So I decided to make a beginning with Reading Roulette. My scheme for this is, as I have mentioned, to select a novel at random from those in my wish list published between 1751 and 1930, inclusive. They are arranged chronologically and numbered, so I can enter those numerical cutoffs into a random number generator and have my book chosen for me.
(Obsessive? Who, me?)
And using this approach, my first random book has been selected – and in terms of an investigation of obscure, forgotten 18th and 19th century novels, I could hardly have hit upon a better example:
Agatha; or, A Narrative Of Recent Events (1796) – Elizabeth Jervis
The joke here is that had I done this only a few months ago, this novel would have been obscure and forgotten to the point of being unobtainable. By a wonderful coincidence, it has been made available by the efforts of John Goss, a M. Litt. student who stumbled across the identity of the author of this anonymously published novel while researching Robert Bage* for his thesis. Learning that less than twenty libraries in the world held a copy of Agatha, Goss initiated a subscription process to fund the editing and reissuing of the novel (I wish I’d known about that at the time) – a second edition 214 years after the first.
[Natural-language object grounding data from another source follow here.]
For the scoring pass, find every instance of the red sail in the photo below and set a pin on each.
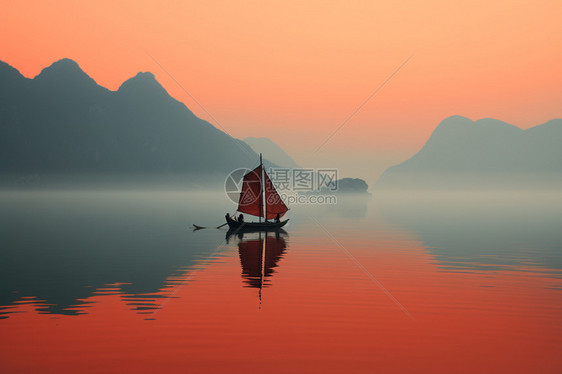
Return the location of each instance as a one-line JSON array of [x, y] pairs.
[[250, 197], [275, 204]]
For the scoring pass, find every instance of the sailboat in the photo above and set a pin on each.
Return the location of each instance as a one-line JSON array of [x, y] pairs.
[[258, 197]]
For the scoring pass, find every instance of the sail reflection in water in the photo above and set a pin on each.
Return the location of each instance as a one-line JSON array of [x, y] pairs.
[[259, 255]]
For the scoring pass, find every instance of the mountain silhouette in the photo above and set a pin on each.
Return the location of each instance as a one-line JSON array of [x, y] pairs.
[[62, 122], [487, 153]]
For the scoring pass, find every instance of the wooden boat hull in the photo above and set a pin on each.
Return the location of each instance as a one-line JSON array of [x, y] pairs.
[[254, 226]]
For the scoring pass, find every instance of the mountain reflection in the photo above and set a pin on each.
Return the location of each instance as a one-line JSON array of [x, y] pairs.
[[259, 256], [58, 251], [488, 232]]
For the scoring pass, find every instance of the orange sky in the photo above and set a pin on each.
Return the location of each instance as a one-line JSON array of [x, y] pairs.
[[294, 71]]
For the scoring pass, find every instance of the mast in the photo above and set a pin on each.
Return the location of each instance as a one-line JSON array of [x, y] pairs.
[[264, 204], [261, 190]]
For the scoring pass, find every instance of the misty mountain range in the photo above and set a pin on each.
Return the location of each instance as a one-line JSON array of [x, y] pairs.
[[487, 153], [63, 122]]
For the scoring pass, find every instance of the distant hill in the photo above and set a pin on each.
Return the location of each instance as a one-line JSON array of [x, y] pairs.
[[62, 122], [487, 153], [272, 151]]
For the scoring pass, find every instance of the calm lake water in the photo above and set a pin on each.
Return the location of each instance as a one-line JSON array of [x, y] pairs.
[[114, 282]]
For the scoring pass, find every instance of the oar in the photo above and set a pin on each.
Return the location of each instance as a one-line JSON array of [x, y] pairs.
[[197, 227]]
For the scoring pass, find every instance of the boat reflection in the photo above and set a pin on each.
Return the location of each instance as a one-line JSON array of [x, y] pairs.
[[259, 253]]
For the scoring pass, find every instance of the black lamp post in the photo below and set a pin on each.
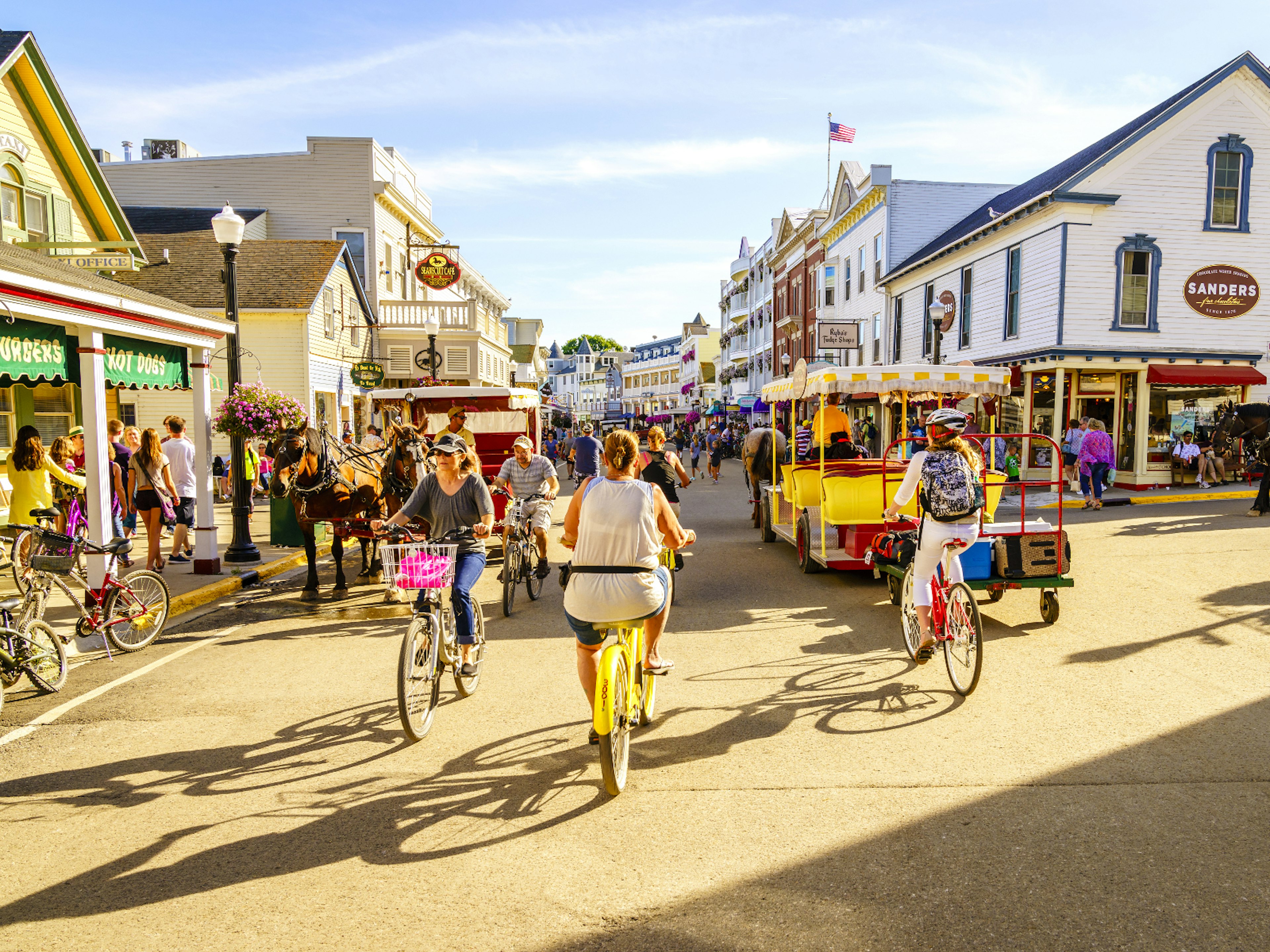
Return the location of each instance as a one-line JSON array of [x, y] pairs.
[[228, 226], [937, 313]]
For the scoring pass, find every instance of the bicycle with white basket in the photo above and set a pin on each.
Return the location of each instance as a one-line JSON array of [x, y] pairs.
[[431, 642]]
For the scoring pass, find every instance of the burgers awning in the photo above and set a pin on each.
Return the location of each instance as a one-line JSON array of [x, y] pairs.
[[1203, 375]]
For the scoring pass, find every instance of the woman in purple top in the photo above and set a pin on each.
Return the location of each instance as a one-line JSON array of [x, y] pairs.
[[1095, 459]]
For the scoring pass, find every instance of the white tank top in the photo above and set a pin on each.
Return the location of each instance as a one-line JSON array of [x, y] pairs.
[[616, 526]]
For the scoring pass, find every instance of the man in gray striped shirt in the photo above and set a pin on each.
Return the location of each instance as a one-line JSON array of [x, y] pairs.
[[525, 475]]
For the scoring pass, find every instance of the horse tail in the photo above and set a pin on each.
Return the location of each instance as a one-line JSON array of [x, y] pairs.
[[762, 465]]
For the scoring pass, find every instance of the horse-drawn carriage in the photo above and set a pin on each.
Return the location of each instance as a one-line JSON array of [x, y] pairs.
[[831, 509]]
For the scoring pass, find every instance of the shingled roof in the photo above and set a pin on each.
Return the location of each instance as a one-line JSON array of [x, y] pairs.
[[159, 220], [271, 275], [37, 266], [1072, 169]]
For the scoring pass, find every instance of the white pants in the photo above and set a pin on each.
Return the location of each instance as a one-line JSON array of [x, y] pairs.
[[929, 554]]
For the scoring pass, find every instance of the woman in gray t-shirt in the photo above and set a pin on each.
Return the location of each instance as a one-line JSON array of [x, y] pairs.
[[455, 498]]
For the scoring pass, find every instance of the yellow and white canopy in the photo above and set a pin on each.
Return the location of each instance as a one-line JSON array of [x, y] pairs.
[[921, 381]]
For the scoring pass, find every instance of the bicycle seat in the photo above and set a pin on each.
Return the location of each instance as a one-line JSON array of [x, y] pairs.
[[606, 626]]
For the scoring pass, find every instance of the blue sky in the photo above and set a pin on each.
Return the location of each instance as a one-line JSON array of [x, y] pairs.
[[601, 162]]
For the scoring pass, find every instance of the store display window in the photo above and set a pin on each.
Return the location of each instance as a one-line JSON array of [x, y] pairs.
[[1174, 411]]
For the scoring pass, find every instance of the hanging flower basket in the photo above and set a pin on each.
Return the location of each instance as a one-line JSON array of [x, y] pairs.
[[256, 412]]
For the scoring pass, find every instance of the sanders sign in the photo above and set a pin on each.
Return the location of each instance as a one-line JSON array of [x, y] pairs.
[[1221, 291]]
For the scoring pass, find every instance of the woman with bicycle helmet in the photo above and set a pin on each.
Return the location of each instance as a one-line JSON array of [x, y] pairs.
[[952, 497]]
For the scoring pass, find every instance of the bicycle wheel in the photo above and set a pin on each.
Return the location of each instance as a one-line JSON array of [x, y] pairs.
[[615, 747], [418, 677], [467, 686], [135, 615], [511, 577], [46, 664], [911, 627], [532, 583], [21, 556], [963, 651]]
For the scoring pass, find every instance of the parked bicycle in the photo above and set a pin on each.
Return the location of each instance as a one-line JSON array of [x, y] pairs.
[[30, 649], [519, 554], [130, 612], [955, 624], [431, 642], [77, 527]]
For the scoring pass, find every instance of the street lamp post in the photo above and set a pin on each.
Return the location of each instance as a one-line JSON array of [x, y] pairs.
[[432, 327], [937, 314], [228, 226]]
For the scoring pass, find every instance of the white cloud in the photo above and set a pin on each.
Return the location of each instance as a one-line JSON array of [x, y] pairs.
[[591, 163]]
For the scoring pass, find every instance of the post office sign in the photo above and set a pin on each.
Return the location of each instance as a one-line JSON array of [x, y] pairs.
[[1222, 291]]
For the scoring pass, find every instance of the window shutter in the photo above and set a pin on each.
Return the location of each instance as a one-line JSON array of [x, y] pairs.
[[399, 362], [63, 228], [458, 361]]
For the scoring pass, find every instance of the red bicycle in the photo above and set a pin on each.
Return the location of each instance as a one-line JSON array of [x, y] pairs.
[[955, 624]]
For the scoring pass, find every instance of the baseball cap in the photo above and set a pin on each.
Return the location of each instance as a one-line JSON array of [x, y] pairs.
[[449, 444]]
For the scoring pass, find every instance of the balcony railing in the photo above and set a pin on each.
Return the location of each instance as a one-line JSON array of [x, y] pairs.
[[451, 315]]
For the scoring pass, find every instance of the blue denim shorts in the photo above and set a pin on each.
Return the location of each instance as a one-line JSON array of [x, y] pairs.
[[588, 636]]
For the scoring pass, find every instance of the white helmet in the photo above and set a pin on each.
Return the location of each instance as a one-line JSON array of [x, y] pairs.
[[948, 418]]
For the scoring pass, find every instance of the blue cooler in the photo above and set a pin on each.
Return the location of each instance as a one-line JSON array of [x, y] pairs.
[[977, 560]]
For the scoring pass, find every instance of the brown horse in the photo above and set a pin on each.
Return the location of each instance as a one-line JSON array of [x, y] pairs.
[[327, 483], [756, 456]]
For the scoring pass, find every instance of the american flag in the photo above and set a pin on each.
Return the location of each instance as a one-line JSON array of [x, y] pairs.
[[841, 134]]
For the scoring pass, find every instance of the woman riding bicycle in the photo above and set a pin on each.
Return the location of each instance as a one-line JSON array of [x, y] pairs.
[[620, 524], [454, 498], [952, 496]]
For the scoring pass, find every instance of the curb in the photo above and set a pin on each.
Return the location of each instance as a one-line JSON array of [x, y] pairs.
[[252, 577]]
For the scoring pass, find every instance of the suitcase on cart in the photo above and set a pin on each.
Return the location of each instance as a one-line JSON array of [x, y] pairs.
[[1033, 555]]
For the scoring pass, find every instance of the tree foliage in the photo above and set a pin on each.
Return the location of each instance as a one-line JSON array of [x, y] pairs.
[[597, 343]]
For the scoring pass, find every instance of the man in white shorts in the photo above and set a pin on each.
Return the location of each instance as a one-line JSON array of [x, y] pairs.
[[524, 475]]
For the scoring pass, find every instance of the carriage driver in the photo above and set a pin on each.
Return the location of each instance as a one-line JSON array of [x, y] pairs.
[[523, 475]]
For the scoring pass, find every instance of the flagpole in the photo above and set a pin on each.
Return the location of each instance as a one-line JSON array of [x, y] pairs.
[[828, 164]]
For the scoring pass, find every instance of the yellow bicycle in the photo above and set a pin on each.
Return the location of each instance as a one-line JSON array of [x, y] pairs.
[[625, 696]]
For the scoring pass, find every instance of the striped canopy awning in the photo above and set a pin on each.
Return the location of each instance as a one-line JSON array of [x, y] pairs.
[[893, 379]]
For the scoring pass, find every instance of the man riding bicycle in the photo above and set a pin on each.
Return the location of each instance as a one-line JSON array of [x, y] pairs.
[[529, 474], [952, 497]]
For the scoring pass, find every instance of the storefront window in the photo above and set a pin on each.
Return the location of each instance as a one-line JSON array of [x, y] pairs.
[[1126, 452], [1043, 418], [1173, 411]]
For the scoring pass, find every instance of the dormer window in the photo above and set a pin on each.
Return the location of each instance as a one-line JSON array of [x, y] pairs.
[[1230, 163]]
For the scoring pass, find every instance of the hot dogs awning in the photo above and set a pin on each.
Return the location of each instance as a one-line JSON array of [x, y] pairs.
[[32, 352]]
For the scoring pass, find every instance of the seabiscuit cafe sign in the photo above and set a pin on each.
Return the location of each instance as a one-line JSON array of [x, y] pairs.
[[1221, 291]]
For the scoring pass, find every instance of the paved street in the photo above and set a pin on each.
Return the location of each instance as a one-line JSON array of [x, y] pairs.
[[804, 786]]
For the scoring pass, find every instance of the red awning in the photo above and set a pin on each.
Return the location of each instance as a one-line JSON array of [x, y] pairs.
[[1203, 375]]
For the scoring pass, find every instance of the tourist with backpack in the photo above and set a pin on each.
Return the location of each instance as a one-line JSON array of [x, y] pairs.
[[952, 497]]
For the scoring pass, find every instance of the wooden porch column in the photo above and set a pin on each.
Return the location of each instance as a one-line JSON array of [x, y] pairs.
[[207, 560], [97, 460]]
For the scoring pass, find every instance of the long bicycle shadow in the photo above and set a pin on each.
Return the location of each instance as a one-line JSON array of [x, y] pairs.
[[515, 787]]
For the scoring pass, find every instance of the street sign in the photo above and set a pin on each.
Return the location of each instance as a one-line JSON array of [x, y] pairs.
[[949, 302], [367, 374], [841, 336], [437, 271], [96, 262]]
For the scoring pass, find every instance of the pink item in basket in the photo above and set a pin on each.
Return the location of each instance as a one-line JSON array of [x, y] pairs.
[[422, 572]]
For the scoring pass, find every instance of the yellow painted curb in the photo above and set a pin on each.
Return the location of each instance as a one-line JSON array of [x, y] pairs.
[[224, 587], [1180, 498]]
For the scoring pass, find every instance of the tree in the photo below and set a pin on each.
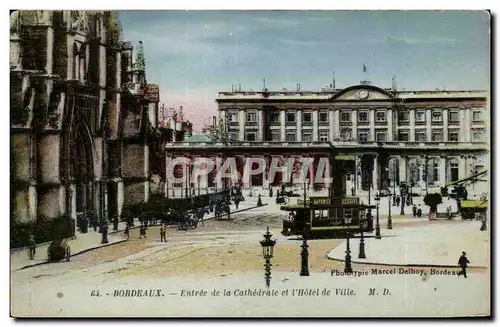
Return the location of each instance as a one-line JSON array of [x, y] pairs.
[[433, 200]]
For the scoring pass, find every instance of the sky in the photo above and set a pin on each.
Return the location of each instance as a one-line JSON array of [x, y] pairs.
[[193, 55]]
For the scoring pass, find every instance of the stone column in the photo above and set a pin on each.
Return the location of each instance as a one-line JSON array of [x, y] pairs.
[[265, 174], [428, 124], [442, 170], [462, 133], [241, 122], [357, 177], [372, 126], [15, 52], [375, 172], [49, 65], [315, 125], [467, 125], [336, 122], [403, 162], [390, 127], [260, 122], [412, 125], [118, 69], [445, 125], [299, 125], [354, 119], [102, 66], [283, 125], [333, 122], [462, 167]]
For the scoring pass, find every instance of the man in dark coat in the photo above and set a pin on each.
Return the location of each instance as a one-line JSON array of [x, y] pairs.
[[462, 263]]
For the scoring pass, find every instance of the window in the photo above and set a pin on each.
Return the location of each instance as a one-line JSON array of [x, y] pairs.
[[362, 136], [453, 116], [323, 136], [477, 135], [381, 116], [275, 136], [233, 117], [251, 117], [437, 115], [275, 117], [381, 136], [421, 137], [250, 136], [404, 116], [363, 116], [453, 136], [345, 116], [477, 116], [420, 116], [404, 136], [306, 117], [437, 136]]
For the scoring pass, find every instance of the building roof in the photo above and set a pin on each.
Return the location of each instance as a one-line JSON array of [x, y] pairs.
[[199, 138], [343, 94]]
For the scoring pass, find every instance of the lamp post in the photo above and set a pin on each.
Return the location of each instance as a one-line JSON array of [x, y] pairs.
[[267, 252], [304, 270], [348, 265], [362, 254], [377, 227], [389, 218], [187, 183]]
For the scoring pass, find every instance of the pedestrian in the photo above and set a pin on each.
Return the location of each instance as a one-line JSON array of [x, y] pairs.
[[32, 247], [462, 263], [127, 231], [483, 222], [163, 234]]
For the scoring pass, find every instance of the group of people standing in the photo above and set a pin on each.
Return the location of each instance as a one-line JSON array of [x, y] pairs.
[[143, 232]]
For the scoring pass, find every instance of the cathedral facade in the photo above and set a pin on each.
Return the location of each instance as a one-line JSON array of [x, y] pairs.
[[84, 129]]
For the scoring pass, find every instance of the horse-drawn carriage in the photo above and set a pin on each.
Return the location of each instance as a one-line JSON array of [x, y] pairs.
[[59, 250]]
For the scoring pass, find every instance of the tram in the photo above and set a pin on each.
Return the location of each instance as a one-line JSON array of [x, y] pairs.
[[327, 217]]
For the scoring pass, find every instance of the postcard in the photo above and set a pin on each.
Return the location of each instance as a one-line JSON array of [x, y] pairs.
[[250, 164]]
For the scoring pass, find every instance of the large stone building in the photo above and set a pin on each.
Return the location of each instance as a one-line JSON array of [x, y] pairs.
[[389, 135], [83, 118]]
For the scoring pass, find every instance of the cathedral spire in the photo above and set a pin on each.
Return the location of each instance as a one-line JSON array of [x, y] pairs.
[[140, 61]]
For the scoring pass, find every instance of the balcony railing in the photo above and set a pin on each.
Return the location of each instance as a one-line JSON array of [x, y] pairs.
[[336, 144]]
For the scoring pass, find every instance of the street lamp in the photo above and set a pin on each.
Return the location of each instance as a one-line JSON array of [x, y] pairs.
[[362, 215], [377, 227], [267, 252], [389, 218], [304, 270], [347, 220]]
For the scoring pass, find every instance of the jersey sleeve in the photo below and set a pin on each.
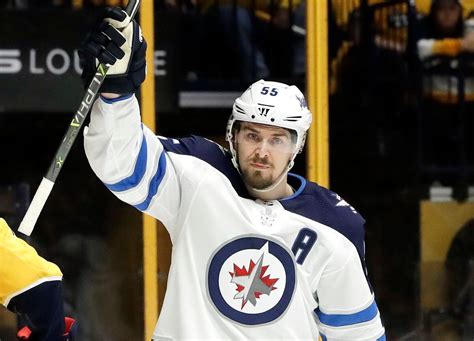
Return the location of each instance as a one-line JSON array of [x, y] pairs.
[[347, 309], [133, 164]]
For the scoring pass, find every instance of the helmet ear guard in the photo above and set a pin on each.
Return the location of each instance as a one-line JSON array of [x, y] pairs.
[[275, 104]]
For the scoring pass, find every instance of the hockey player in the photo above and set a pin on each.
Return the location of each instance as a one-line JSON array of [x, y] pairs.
[[258, 252], [31, 287]]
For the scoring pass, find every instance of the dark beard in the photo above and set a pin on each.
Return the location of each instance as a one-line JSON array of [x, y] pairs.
[[254, 179]]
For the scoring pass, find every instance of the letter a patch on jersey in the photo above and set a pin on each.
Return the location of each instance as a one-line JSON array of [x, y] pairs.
[[251, 280]]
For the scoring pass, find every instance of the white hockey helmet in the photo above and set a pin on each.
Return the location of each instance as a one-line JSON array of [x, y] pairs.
[[275, 104]]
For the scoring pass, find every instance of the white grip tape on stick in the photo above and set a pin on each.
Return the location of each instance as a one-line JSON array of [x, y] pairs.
[[36, 206]]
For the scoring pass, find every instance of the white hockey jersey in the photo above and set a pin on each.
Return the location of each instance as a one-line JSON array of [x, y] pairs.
[[242, 269]]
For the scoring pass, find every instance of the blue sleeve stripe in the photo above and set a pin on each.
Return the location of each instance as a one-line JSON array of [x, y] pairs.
[[118, 99], [339, 320], [154, 183], [137, 175]]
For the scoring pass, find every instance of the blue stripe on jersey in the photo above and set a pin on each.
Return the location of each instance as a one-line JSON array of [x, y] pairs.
[[113, 100], [137, 175], [154, 183], [339, 320]]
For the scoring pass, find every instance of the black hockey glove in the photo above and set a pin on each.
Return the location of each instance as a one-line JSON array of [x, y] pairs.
[[117, 41]]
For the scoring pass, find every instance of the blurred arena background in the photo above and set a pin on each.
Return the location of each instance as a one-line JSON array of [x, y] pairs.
[[403, 157]]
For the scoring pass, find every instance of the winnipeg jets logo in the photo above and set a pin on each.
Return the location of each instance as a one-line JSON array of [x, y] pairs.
[[263, 111], [342, 203], [251, 280], [252, 284], [302, 101]]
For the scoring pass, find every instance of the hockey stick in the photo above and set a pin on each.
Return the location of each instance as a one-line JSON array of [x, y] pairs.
[[47, 183]]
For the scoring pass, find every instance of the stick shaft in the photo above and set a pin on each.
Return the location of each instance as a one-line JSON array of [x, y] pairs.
[[42, 193]]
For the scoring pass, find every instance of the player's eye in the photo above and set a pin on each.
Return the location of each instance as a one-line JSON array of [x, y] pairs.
[[253, 137], [276, 141]]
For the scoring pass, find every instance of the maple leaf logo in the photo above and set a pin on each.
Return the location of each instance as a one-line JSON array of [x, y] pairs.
[[252, 283]]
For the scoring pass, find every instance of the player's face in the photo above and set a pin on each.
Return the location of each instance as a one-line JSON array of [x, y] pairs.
[[263, 152]]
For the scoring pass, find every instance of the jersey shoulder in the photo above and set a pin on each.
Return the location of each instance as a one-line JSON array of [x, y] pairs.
[[208, 151], [328, 208]]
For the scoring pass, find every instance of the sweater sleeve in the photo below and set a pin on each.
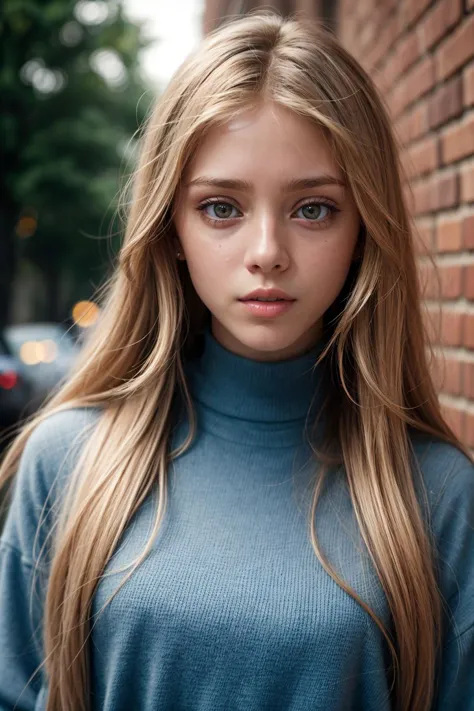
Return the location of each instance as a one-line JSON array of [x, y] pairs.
[[453, 527], [47, 458]]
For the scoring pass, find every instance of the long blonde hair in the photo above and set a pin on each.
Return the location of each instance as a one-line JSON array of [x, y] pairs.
[[133, 363]]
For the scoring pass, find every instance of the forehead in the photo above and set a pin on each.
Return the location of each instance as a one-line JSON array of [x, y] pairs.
[[266, 140]]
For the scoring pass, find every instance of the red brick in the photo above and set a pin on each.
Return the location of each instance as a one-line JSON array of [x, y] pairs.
[[440, 192], [469, 429], [422, 197], [438, 23], [445, 191], [467, 183], [468, 85], [452, 377], [446, 103], [457, 50], [458, 141], [406, 54], [411, 9], [451, 328], [468, 232], [449, 235], [468, 331], [423, 156], [429, 287], [386, 38], [423, 237], [413, 125], [451, 281], [468, 378], [469, 281], [417, 82]]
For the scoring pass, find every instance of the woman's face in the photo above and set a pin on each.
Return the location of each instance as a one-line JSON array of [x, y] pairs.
[[263, 205]]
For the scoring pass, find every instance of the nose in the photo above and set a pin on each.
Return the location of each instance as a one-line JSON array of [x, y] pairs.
[[266, 248]]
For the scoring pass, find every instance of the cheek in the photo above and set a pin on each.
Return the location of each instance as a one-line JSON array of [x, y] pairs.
[[327, 267]]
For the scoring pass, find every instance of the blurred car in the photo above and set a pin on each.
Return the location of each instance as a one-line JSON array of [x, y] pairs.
[[16, 392], [47, 352]]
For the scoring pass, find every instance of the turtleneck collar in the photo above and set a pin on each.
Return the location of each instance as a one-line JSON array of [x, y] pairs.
[[258, 402]]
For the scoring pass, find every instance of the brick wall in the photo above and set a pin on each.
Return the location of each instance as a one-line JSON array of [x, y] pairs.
[[420, 54]]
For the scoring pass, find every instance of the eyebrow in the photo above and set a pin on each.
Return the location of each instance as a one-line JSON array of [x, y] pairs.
[[292, 185]]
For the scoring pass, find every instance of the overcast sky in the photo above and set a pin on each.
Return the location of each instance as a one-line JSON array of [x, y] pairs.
[[174, 25]]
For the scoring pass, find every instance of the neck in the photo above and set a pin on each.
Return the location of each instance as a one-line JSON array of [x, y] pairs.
[[259, 402]]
A limited run of the novel was released earlier this year…and has, apparently, already been pirated by those print-on-demand outfits. Charming.
Anyway – the story being what it is, I’ve decided to order a copy of Agatha (an authorised one, I hasten to add). The first game of Reading Roulette will have to wait just a little longer.
(*Robert Bage! Now, there’s someone I haven’t read for a year or two. I remember enjoying his novels.)